Tuesday, November 10, 2009

Interpreting Wiley's Material Culture.

During the Bell Wiley Panel last Saturday afternoon at the Southern, Pete Carmichael posed the interesting question of interpreting the evidence that Wiley had used descriptively. That is, how can historians use the material culture of the soldier - what he ate, what he wore, etc. - to better understand (and in the case of both the park service and the academy, to better teach) the dynamics of wartime life. Earl Hess raised the valuable point of the "battlefield detective" type work that has been done on some Civil War battlefields, but that is, of course, straying from Wiley's methods and sources, therefore being rather out of the spirit. Carmichael was on to something using sources like Wiley's letters and diaries.

I think that material culture has two important interpretative uses. 1) Strategic. As anyone who has been on one of Jim Ogden's staff rides at Chick-Chatt can attest, the materiel of the Confederate soldier is a window into the political economy of the Confederacy, Chattanooga being the gateway into the industrial heartland of the Confederacy. A Johnny writing home about the abundance of goods - and, yes, that happens despite mythology - reveals the extent of the (to quote The Ogden) "Confederate military-industrial complex."

2) Social. What do clothes say about the man? What prewar associations did soldiers make between cloth and status? Is the fact that the Confederacy resorts to the cotton-wool blended jean cloth vice the all-wool uniforms of regulation (and their U.S. counterparts) significant? I think it is, particularly with this army emerging from a southern slave society. How do Confederate soldiers, particularly those from elite backgrounds, react when they are issued uniforms of jean cloth? Is it degrading to wear the material often associated with "jeans wearers," a term antedating "redneck" and "hillbilly"? Is it more degrading when, after hauling off large quantities of jeans from the 1862 Kentucky Campaign, slaveowning Confederates are issued suits of the same goods marketed as "negro cloth" before the war?

This is, also, something I've been playing around with recently. I mentioned a while back poking around on a project on the relationship of the 5th Ky. Inf. to the rest of the Orphan Brigade. That issue of interpreting material culture, using it for more than its purely descriptive, "wonder what it was like..." value. In a paper I'm prepping for the Appalachain Studies Association's meeting in the Spring in Dahlonega, I bring out Kentucky Confederates' association of cloth and class. One brief illustrative point from my paper, my take on an account of the 5th Ky. joining the rest of the Brigade, which by that time was uniformly uniformed in what is now known as the "Columbus Depot" jacket.
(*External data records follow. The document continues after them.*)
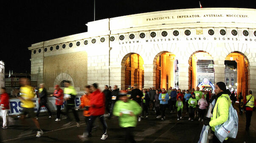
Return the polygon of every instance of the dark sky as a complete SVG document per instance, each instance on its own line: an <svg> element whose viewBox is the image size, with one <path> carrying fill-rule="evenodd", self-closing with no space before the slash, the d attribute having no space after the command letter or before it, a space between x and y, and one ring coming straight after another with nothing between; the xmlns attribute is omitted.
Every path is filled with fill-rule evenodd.
<svg viewBox="0 0 256 143"><path fill-rule="evenodd" d="M203 8L256 8L256 0L201 0ZM96 0L96 20L163 10L198 8L196 0ZM93 0L1 0L0 60L6 72L30 72L31 44L87 31Z"/></svg>

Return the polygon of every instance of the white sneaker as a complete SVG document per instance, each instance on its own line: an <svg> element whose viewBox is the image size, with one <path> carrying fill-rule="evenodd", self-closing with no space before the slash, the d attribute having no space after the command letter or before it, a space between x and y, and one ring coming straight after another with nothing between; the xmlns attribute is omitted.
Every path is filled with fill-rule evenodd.
<svg viewBox="0 0 256 143"><path fill-rule="evenodd" d="M107 139L107 134L103 134L102 135L102 136L101 137L101 139L105 140Z"/></svg>
<svg viewBox="0 0 256 143"><path fill-rule="evenodd" d="M88 140L88 138L87 138L87 136L83 134L83 135L79 135L78 138L81 140L81 141L82 142Z"/></svg>
<svg viewBox="0 0 256 143"><path fill-rule="evenodd" d="M60 121L60 119L56 118L56 119L55 119L55 121Z"/></svg>
<svg viewBox="0 0 256 143"><path fill-rule="evenodd" d="M42 130L40 130L40 131L37 131L37 135L36 137L37 138L41 137L41 136L44 134L44 132L42 131Z"/></svg>
<svg viewBox="0 0 256 143"><path fill-rule="evenodd" d="M76 127L80 127L80 124L79 122L76 122Z"/></svg>
<svg viewBox="0 0 256 143"><path fill-rule="evenodd" d="M157 119L160 118L161 118L161 116L161 116L161 115L158 115L158 116L157 117Z"/></svg>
"'Say, there backwoods, bawled one [Orphan], 'any more butternut jeans where you
came from?' And such attacks came quick and fast." Such attacks, of
course, associated both class - jeans coats - and space - the backwoods - with
the men of the Fifth Kentucky and as a consequence with the mountains as a whole
without regard to material evidence of the Fifth's actual range of sartorial
class presentations.


Lee, if I remember correctly, has found some similar evidence of disdain for rough jeans from his South Carolinians. Any more we're aware of?

4 comments:

Michael C. Hardy said...

Interesting thought, but we should be careful not to apply these interpretations, particularly about the demoralizing effects of jeans cloth, to a wide swath of the Confederate population, other than to just the “quality folk” of the Deep South. From experience, I know that wearing jeans cloth was the norm in western North Carolina. Considering the thousands of men from this area who joined the Confederate army, the wearing of jeans was not uncommon, and was not associated with the clothes that slaves wore. Except for a very few individuals at the highest levels of society, everyone was wearing it (or linsey-woolsey).
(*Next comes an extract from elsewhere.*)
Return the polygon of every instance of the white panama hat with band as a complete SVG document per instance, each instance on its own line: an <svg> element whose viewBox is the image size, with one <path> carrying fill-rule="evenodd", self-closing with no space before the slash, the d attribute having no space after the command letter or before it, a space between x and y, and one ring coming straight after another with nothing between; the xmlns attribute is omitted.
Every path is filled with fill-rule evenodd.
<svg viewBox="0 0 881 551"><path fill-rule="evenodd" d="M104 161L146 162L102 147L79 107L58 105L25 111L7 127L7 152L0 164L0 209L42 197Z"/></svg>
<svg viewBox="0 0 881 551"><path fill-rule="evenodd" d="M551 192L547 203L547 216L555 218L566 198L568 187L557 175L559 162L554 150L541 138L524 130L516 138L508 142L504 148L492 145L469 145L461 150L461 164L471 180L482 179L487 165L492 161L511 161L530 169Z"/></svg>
So, how does the common, everyday wearing of jeans cloth translate into other areas of the rural South? What percent of the Southern populace was wearing jeans in 1860? Those questions need to be answered before a serious discussion of the soldier’s views on their clothing can occur.

Patrick Lewis said...

Michel,
Excellent point. You're perfectly correct there. Though I certainly wasn't trying to apply it to everyone. My examples of the Orphans and the 10th SC most definately deviate from the socioeconomic norm for the Confederacy. They were chosen specifically because of that reason. My research interests are, admittedly, the rich boys.

Patrick Lewis said...

Sorry, Michael. I can't type

Anonymous said...

I do know a little bit about how/where a lot of the cloth was made. Texas Governor Francis R. Lubbock volunteered prison labor at the state penitentiary in Huntsville to make shoes and to weave cloth from cotton and wool.

The raw jeans cloth was then made into uniforms, hats, shirts, jeans, blankets, and tents at clothing plants in both Texas and Louisiana. In 1862, the prison inmates wove more than 1 million yards of cloth, more than all the other clothing plants in the South put together.

The factory was a tremendous operation by Southern standards, but as hard as they worked, the Huntsville prisoners could supply only one-fifteenth of the requisition submitted by the Confederate army.

1862 was the peak of production. After that, machinery began to break down, and there were no machine shops that could make replacement parts. As everyone knows, there was not nearly enough cloth to supply the army.